(Editor: www.thereportcard.org Yet another university course is being offered in what is wrong with white people, and western thought. The National Association of Scholars conducted a study of California colleges to determine whether hard left bias really dominated campuses within history and political science department . The survey results show that for every moderate professor there are 12 on the far left. On some campuses the ratio is as high as 25-1, and woe betide the student that disagrees with the leftist orthodoxy. Free thought and speech is being trampled. The Arizona State example is but one of many. The Report Card will publish a series of articles on the leftist anti-western bias at our colleges and concomitantly K-12 public schools).
By Lauren Clark “Campus Reform”
In a sign that America’s institutions of higher learning may be lost forever to the radical left, college students in Arizona can now take a class on “Hating Whitey.”
In line with the extreme academic discipline called critical race theory, which is prevalent on campuses across America, Arizona State University is now offering a course on “the problem of whiteness,” according to Campus Reform.
Critical race theory is a belief that relies heavily on the myth of institutional racism, the opinion that racism is inherent in America, brought on by white privilege and white supremacy.

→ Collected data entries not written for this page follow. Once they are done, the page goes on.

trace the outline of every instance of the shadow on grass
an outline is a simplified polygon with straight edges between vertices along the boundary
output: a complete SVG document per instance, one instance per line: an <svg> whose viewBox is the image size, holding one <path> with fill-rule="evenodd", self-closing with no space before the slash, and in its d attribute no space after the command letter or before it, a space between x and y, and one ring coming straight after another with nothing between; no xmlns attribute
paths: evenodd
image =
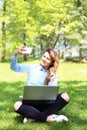
<svg viewBox="0 0 87 130"><path fill-rule="evenodd" d="M0 104L2 109L10 108L11 110L12 105L23 94L23 84L24 82L0 82Z"/></svg>
<svg viewBox="0 0 87 130"><path fill-rule="evenodd" d="M80 128L86 129L87 124L87 82L86 81L62 81L59 82L60 92L66 91L70 95L69 104L60 111L60 114L68 116L68 123L46 123L47 130L76 130ZM3 111L5 114L14 114L13 104L19 100L19 96L23 94L24 82L0 82L0 115ZM14 117L14 116L13 116ZM9 118L9 117L8 117ZM14 117L16 123L21 123L22 118L19 115ZM34 124L34 123L33 123ZM39 122L38 128L39 130ZM32 125L32 124L31 124ZM43 123L42 123L43 125ZM45 124L43 125L44 128ZM29 126L28 126L29 127ZM10 128L10 126L9 126Z"/></svg>

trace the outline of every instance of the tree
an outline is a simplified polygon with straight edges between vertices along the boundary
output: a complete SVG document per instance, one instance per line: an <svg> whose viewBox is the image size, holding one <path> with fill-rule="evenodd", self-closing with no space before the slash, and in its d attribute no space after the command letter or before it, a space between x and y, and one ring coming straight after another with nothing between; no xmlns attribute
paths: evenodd
<svg viewBox="0 0 87 130"><path fill-rule="evenodd" d="M86 5L87 6L87 5ZM73 30L66 36L70 43L79 46L79 61L82 61L82 52L87 48L87 11L83 1L77 1L76 9L72 10L71 23L74 24Z"/></svg>
<svg viewBox="0 0 87 130"><path fill-rule="evenodd" d="M5 16L6 16L6 1L3 1L2 5L2 51L1 51L1 61L5 61L5 54L6 54L6 42L5 42L5 37L6 37L6 25L5 25Z"/></svg>
<svg viewBox="0 0 87 130"><path fill-rule="evenodd" d="M58 43L59 52L60 46L64 46L66 51L68 41L76 45L79 36L86 39L87 8L82 0L4 1L6 12L4 20L2 16L1 19L4 21L5 39L2 41L5 41L8 56L20 45L40 46L42 51L49 46L54 48ZM84 26L82 30L80 23Z"/></svg>

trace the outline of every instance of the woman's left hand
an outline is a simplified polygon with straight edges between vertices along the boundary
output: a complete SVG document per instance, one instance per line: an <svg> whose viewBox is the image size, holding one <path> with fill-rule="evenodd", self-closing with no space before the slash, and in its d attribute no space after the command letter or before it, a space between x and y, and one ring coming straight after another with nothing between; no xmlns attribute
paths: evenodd
<svg viewBox="0 0 87 130"><path fill-rule="evenodd" d="M51 82L54 80L54 73L49 72L45 78L44 85L48 85L48 82Z"/></svg>
<svg viewBox="0 0 87 130"><path fill-rule="evenodd" d="M50 81L54 80L54 73L53 72L50 73L49 78L50 78Z"/></svg>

And if that’s not bad enough, the class—ENGLISH 401: “Studies in American Literature/Culture: U.S. Race Theory & the Problem of Whiteness” — is being taught by a white man.

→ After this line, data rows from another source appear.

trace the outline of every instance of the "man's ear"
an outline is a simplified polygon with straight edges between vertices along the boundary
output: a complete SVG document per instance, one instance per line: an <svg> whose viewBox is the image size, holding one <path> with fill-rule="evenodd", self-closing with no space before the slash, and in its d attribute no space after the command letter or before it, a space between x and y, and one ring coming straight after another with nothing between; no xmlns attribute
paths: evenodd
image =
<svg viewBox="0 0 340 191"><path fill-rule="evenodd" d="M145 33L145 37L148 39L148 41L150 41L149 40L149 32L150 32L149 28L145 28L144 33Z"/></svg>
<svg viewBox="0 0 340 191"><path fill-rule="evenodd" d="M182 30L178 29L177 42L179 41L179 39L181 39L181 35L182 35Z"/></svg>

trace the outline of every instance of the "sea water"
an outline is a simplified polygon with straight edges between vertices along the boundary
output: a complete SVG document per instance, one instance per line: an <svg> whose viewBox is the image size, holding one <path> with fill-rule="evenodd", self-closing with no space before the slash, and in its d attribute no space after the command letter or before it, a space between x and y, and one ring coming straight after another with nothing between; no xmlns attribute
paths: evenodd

Leave it to a white academic elitist, beset with “white guilt” no doubt, to corrupt the minds of young Americans with a theory driven by identity politics that has little basis in reality.
Campus Reform correspondent Lauren Clark, a student at Arizona State, joined Elisabeth Hasselbeck this week on “Fox and Friends,” and talked about the books associated with the course.
“All of the books have a disturbing trend, and that’s pointing to all white people as the root cause of social injustices for this country,” Clark said.
Twenty people are enrolled in the class, which began Jan. 12.
“I think it shows the significant double standard of higher education institutions,” James Malone, a junior economics major, told Campus Reform. “They would never allow a class talking about the problem of ‘blackness.’ And if they did, there would be an uproar about it. But you can certainly harass people for their apparent whiteness.”